Community-based crisis

intervention for survivors of ABI:

an interagency initiative (2011)

The Journal of head Trauma Rehabilitation, 26(5), 423.

Introduction/Rationale: Over 250,000 Virginians of adult age are living with a disability as a result of acquired brain injury (ABI). Behavioral and cognitive issues, the most common debilitating consequences of a severe ABI (Milders, Fuchs, & Crawford, 2003), have a significant impact on a person’s psychosocial adjustment and ability to reintegrate into the community. In Virginia, there is currently no publicly-funded option for neurobehavioral treatment for individuals affected by brain injury. These individuals are unable to access appropriate behavioral health services, leading to potential inappropriate placement in state and local psychiatric facilities, skilled nursing facilities, or the judicial system.
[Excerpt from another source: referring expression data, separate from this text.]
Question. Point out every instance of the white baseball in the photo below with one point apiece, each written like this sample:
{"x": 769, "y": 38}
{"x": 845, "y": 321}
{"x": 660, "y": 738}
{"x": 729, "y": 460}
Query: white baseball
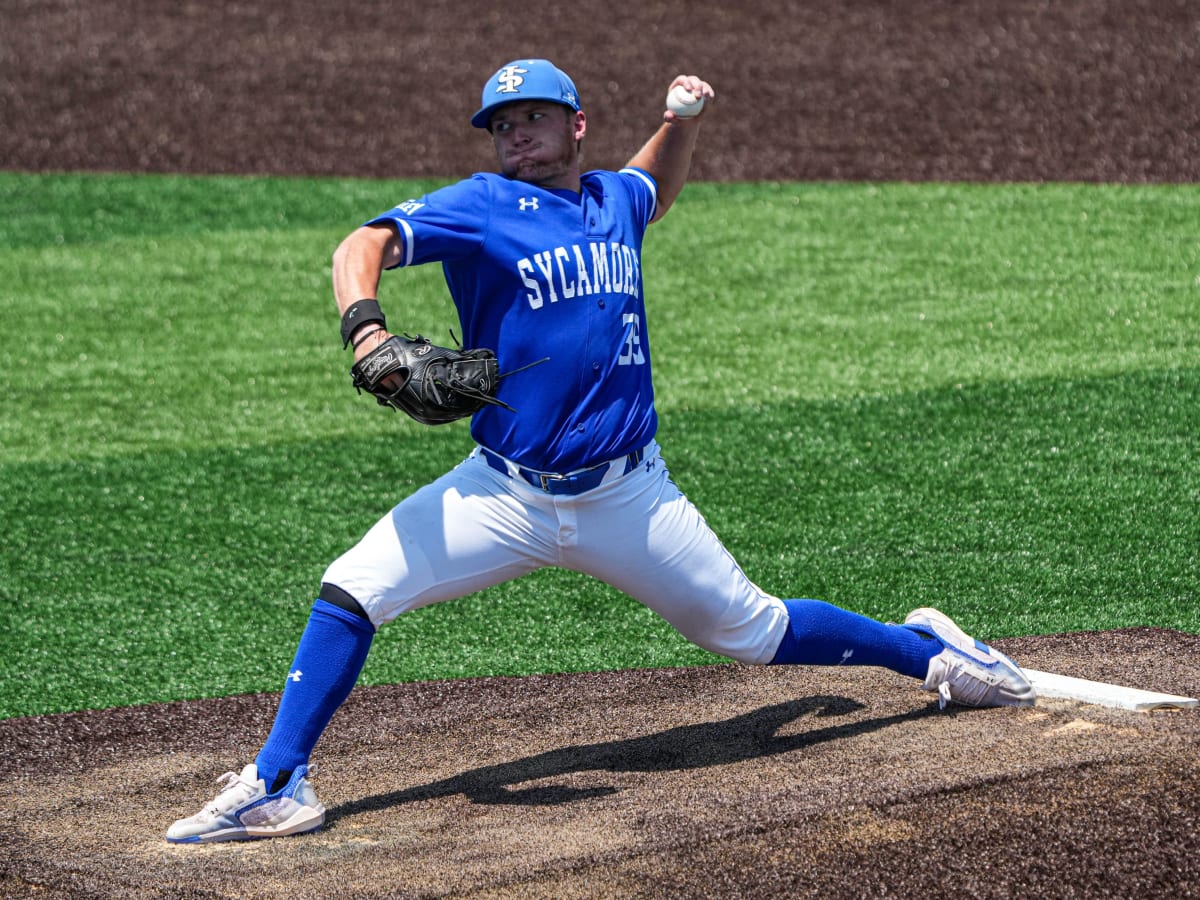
{"x": 683, "y": 102}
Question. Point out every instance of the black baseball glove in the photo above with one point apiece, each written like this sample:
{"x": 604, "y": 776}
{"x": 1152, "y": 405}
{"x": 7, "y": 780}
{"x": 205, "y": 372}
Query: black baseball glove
{"x": 432, "y": 384}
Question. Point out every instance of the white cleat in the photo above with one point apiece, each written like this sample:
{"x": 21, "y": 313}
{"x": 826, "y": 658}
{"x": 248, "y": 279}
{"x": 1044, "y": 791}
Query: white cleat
{"x": 969, "y": 671}
{"x": 244, "y": 810}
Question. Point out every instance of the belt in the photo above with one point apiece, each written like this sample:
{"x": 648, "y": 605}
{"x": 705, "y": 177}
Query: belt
{"x": 571, "y": 483}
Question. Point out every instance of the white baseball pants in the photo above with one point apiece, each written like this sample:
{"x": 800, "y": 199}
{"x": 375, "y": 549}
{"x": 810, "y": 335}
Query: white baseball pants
{"x": 477, "y": 527}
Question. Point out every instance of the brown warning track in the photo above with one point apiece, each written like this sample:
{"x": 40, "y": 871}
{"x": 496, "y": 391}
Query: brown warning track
{"x": 714, "y": 781}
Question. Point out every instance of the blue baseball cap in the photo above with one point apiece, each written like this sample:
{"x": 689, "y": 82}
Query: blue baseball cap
{"x": 525, "y": 79}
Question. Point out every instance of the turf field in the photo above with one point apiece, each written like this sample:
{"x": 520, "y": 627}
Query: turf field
{"x": 984, "y": 397}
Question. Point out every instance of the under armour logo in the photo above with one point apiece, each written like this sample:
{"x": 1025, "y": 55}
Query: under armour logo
{"x": 510, "y": 79}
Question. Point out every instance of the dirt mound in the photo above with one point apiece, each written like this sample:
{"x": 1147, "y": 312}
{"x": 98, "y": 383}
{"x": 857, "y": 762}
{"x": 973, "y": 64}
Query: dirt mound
{"x": 714, "y": 781}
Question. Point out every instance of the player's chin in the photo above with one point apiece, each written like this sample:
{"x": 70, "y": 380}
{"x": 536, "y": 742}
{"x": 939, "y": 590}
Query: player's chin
{"x": 532, "y": 171}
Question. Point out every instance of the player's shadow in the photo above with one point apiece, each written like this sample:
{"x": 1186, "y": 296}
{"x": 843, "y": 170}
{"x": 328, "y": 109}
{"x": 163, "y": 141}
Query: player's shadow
{"x": 690, "y": 747}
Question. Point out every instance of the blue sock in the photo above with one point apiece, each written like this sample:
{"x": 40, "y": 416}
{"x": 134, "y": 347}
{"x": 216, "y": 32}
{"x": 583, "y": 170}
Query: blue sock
{"x": 333, "y": 648}
{"x": 820, "y": 634}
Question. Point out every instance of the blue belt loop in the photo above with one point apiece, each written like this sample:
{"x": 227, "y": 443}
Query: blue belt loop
{"x": 555, "y": 484}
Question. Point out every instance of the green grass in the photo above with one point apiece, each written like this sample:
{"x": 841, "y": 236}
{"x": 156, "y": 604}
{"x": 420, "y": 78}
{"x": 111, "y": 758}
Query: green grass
{"x": 982, "y": 397}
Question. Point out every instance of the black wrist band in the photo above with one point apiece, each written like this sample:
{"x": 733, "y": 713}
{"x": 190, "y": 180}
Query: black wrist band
{"x": 359, "y": 313}
{"x": 365, "y": 335}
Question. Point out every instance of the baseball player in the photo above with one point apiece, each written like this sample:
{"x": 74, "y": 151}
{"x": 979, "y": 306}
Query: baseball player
{"x": 544, "y": 264}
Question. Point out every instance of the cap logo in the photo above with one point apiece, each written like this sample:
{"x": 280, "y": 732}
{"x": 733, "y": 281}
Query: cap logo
{"x": 510, "y": 79}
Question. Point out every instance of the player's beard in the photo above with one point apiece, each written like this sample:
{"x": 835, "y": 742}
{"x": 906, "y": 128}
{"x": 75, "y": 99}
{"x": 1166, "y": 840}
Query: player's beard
{"x": 545, "y": 172}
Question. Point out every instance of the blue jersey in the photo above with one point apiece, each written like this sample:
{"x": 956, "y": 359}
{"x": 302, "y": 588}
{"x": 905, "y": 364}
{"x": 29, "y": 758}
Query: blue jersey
{"x": 539, "y": 273}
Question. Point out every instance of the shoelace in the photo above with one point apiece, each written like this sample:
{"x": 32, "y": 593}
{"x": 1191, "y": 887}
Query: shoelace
{"x": 943, "y": 695}
{"x": 233, "y": 780}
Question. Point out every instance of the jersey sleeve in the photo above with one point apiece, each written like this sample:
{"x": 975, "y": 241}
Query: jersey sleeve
{"x": 448, "y": 223}
{"x": 643, "y": 192}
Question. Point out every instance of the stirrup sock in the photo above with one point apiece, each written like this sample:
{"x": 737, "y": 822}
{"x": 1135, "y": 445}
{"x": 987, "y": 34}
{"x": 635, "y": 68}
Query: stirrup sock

Method/Approach: This action trajectory research (Anderson & Herr, 2005) seeks to assess the barriers to behavioral health services, identify best practices and develop a model/protocol for crisis intervention for individuals with ABI. The team used a mixed methods approach by deploying a survey instrument and facilitating a series of focus groups. The survey was deployed to regional providers through Qualtrics and the results were analyzed using SPSS/PASW17. The focus group data was analyzed using NVivo 8 and later triangulated with the survey data. The findings highlighted barrier themes and overall severity rankings that guided the project actions.

Results/Effects: Based on needs assessment results and an extensive best practices review, the research team assembled a workgroup of regional stakeholders. This interagency collaborative designed a cross-systems map using the sequential intercept model (Munetz & Griffin, 2006). The map served as the basis for the protocol/model that the team began to pilot in the community as crisis cases arose. Protocol evaluation using these case studies remains in progress. Concurrent to the protocol development, the project team also organized several training opportunities to address the previously identified educational gaps (i.e., PBS, BIFI). Outcomes measures related to these programs are under investigation.

Conclusions/Limitations: Preliminary findings support the necessity of an inclusive interagency approach to adequately respond to individuals in crisis. This intervention should reflect a continuum including outreach education and training, accurate screening and identification, risk assessment, and post stabilization community supports (e.g., case management). An additional consideration is that while providers report a need for training and education, it is unclear if increased preparation has a direct impact on systems change and accessibility of services. Another potential issue with local systems change is that providers may not feel empowered to champion change within state controlled systems. Further study is merited.